Ernesto M – Michela T. Perchè facciamo caritativa al Banco
Ernesto: Io vado in caritativa non solo per condividere un bisogno reale ed essenziale, quello del cibo, del pane quotidiano, ma anche per poter reimparare che in ogni istante della mia vita quotidiana dipendo da Gesù e tutto a Lui devo offrire, gioie e dolori. Dando una semplice borsa di viveri, ricevo spesso uno sguardo così grande su di me che altrove non trovo, ed allora scopro che “tutta la mia e la loro sofferenza hanno un senso”

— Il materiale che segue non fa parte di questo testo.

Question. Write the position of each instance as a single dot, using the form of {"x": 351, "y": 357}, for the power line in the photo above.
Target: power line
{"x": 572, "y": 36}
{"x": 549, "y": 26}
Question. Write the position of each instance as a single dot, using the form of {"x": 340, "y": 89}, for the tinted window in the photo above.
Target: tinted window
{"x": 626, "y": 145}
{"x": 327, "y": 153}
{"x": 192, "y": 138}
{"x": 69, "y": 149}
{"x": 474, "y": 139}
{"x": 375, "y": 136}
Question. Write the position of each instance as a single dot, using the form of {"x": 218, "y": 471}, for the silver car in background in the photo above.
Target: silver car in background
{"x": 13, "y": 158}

Michela: Non nascondo che venire in caritativa è una vera fatica per me. Ultimamente vedo prevalere sopra ogni cosa la tristezza dei volti che incontro, delle circostanze cui sono resa partecipe, lo squallore degli appartamenti che visito, la in-educazione degli assistiti, i rapporti altrettanto in-educati tra noi “assistenti”. E torno a casa più sconcertata di quando sono entrata. Una volta la compagnia di un amico che veniva con me dagli assistiti mi sembrava d’aiuto per alleviare quel senso di tristezza che mi coglie quando mi avvicino a loro. Ora neanche una presenza amica che sta al mio fianco mi basta e prevale a volte la rabbia per una risposta sgarbata, a volte la ripugnanza nei confronti di un ambiente non del tutto sano e pulito. Certamente ogni volta quello che domina è l’inadeguatezza, la mia, l’incapacità di stare di fronte a quelle circostanze. Ma allora perché continuo a venire in caritativa? Forse perché so che quel luogo è fatto apposta per insegnarmi a vivere. Per imparare la stessa umiltà che serve a stare davanti ad un assistito o ad un mio collega di lavoro. Per imparare a domandare per lui allo stesso modo che per me. Per imparare ad accettare ciò che nella vita mi viene dato ed è diverso da me e d’istinto non lo vorrei. Non so se da queste poche righe si capisce cosa intendo, e non so se ti saranno utili per quello che mi hai chiesto. Però io domando che la mia felicità possa passare anche attraverso questo gesto.